Photothermal and immunological effects of immunologically modified graphene nanosystems for cancer treatment

Abstract

Graphene oxide (GO) has been shown as a potential nanoadjuvant for biomedical applications. Particularly, the capability of GO in loading different therapeutic agents and in absorbing light of a broad wavelength range make GO an ideal nanoplatform for drug delivery and selective phototherapy. Chitosan (CS) is a naturally occurring compound with strong immunological stimulating effects. N-dihydrogalactochitosan, also referred to as glycated chitosan (GC), is an innovative and effective immunostimulant/adjuvant that further enhances the immunostimulatory and surfactant properties of CS. In this study, both CS and GC were used to functionalize GO to improve its biocompatibility and improve its immune-stimulating effect for cancer treatment.

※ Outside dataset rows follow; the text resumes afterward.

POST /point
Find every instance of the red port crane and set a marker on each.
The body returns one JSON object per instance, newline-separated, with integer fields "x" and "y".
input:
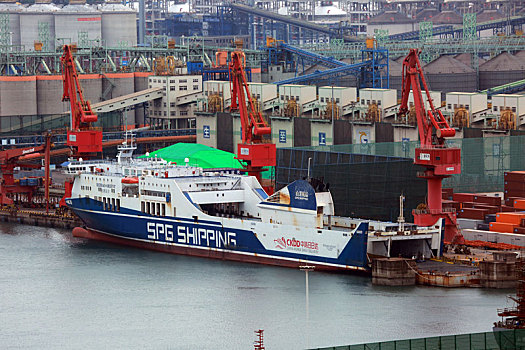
{"x": 439, "y": 161}
{"x": 253, "y": 151}
{"x": 17, "y": 157}
{"x": 82, "y": 137}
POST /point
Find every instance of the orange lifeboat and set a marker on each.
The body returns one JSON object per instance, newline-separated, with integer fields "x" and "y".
{"x": 130, "y": 180}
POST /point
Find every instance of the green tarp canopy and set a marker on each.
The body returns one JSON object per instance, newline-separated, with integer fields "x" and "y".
{"x": 200, "y": 155}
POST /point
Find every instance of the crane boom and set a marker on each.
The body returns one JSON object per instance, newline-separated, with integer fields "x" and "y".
{"x": 253, "y": 152}
{"x": 439, "y": 160}
{"x": 81, "y": 136}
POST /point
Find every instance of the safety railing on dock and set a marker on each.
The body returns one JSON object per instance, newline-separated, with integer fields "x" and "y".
{"x": 60, "y": 139}
{"x": 504, "y": 340}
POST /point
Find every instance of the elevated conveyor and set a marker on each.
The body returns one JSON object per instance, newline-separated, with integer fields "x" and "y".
{"x": 449, "y": 30}
{"x": 280, "y": 18}
{"x": 126, "y": 101}
{"x": 326, "y": 73}
{"x": 310, "y": 56}
{"x": 510, "y": 88}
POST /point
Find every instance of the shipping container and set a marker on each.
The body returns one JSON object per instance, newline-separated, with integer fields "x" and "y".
{"x": 494, "y": 201}
{"x": 471, "y": 213}
{"x": 519, "y": 204}
{"x": 502, "y": 227}
{"x": 519, "y": 230}
{"x": 490, "y": 218}
{"x": 463, "y": 197}
{"x": 514, "y": 176}
{"x": 511, "y": 218}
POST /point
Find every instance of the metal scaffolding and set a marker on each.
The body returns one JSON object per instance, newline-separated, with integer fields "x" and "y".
{"x": 469, "y": 26}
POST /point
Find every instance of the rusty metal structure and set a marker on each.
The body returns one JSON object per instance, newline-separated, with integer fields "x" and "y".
{"x": 439, "y": 161}
{"x": 254, "y": 152}
{"x": 461, "y": 117}
{"x": 514, "y": 317}
{"x": 373, "y": 114}
{"x": 259, "y": 343}
{"x": 507, "y": 120}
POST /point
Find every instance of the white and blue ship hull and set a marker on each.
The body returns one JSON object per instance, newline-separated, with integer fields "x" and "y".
{"x": 225, "y": 238}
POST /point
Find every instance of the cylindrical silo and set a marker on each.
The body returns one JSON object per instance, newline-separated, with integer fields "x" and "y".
{"x": 37, "y": 24}
{"x": 76, "y": 22}
{"x": 520, "y": 54}
{"x": 502, "y": 69}
{"x": 394, "y": 21}
{"x": 91, "y": 87}
{"x": 141, "y": 83}
{"x": 49, "y": 95}
{"x": 447, "y": 17}
{"x": 395, "y": 72}
{"x": 17, "y": 102}
{"x": 468, "y": 59}
{"x": 119, "y": 24}
{"x": 13, "y": 9}
{"x": 447, "y": 74}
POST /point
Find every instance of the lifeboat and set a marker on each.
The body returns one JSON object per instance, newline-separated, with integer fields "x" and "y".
{"x": 130, "y": 180}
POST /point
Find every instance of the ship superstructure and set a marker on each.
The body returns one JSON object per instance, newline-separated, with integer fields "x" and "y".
{"x": 221, "y": 213}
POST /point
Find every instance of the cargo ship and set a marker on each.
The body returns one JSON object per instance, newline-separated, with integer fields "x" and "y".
{"x": 510, "y": 330}
{"x": 221, "y": 213}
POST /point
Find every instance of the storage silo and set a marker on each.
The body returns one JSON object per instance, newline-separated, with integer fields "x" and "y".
{"x": 447, "y": 74}
{"x": 393, "y": 21}
{"x": 42, "y": 13}
{"x": 77, "y": 18}
{"x": 91, "y": 87}
{"x": 17, "y": 102}
{"x": 447, "y": 18}
{"x": 395, "y": 72}
{"x": 520, "y": 55}
{"x": 49, "y": 95}
{"x": 119, "y": 23}
{"x": 426, "y": 14}
{"x": 141, "y": 83}
{"x": 488, "y": 15}
{"x": 502, "y": 69}
{"x": 466, "y": 58}
{"x": 13, "y": 9}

This work was designed to determine the main properties of GO/CS and GO/GC nanoparticles (NPs), when used in near-infrared photothermal therapy (PTT) for laser-initiated immunotherapy for cancer treatment. GO/CS and GO/GC NPs were synthesized by self-assembling in an aqueous solution via electrostatic interactions. GC allows for better dispersion and stabilization of NPs than CS. Compared with GO, GO/CS and GO/GC had bigger sizes and positive surface charges. GO showed high thermal conversion ability when irradiated with a near-infrared laser. In vitro studies were conducted to determine the effects of GO/CS + PTT and GO/GC + PTT on target pancreatic and melanoma tumor cells. Free GO was toxic to the cells whereas GO/CS and GO/GC showed limited cytotoxicity. The combination of NPs with PTT caused significant tumor cell death due to the GO-enhanced laser light absorption. Dendritic cells and macrophages were stimulated in vitro to investigate the potential of the NPs as immune-stimulating agents in inducing the secretion of the pro-inflammatory cytokines IL-6 and TNF-alpha. The responses of the immune cells to GC and GO were evaluated by phenotyping the surface markers by flow cytometry. Overall, GO/CS and GO/GC showed promising properties as stable, safe, and effective photothermal agents and immunostimulants for nano-ablative immunotherapy for cancer. Future in vitro and in vivo studies will be conducted to further understand the effects of GO/CS and GO/GC as nanostimulants/adjuvants for cancer treatment and vaccination. This and future work will lay the foundation for future clinical applications of these novel nanosystems.

Keywords: graphene oxide (GO); chitosan (CS); N-dihydrogalactochitosan (glycated chitosan, GC); immunostimulant; laser immunotherapy (LIT); thermal effect; cell death.